Page:Le Centaure, I, 1896.djvu/34

La bibliothèque libre.
Le texte de cette page a été corrigé et est conforme au fac-similé.
II


Voici mon cœur saignant comme un oiseau blessé
Dont les passants bourrus auraient coupé les ailes ;
Le veux-tu dans tes mains pour qu’aux clartés nouvelles
Il redevienne jeune et libre du passé ?

La splendeur du soleil sur les épis dorés,
Vit dans tes cheveux blonds au vent en éclairs d’or...
Ai-je tort de t’aimer ? Peux tu m’aimer encor ?
Je ne suis qu’un tombeau plein de débris brisés.

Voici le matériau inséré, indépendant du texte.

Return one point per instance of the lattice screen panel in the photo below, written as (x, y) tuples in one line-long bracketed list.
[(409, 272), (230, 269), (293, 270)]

Les palais d’autrefois que, songeur patient,
Je bâtissais afin d’y cloîtrer mes ennuis,
Pour être merveilleux n’ont été que maudits :
La ruine elle-même est cendre maintenant.

Ceux que dessine au loin par des contours de brume
Mon esprit inquiet d’un avenir plus beau
Sont trop vagues, voilés par le prochain tombeau
Dont l’ombre éteint là-bas tout soleil qui s’allume.

Seul donc et fatigué d’être si seul encor,
Morne de n’avoir vu l’amour qu’en mascarade
Je mène à toi mon vœu comme on mène en la rade
Le vaisseau balloté qui cherche un nouveau port.

Je ne sais si tu dois répondre à ma détresse,
Mais le gouffre est trop noir qui dans mon cœur se creuse,
Et je ne veux savoir que ta beauté rêveuse
Pour rêver auprès d’elle un rêve de tendresse.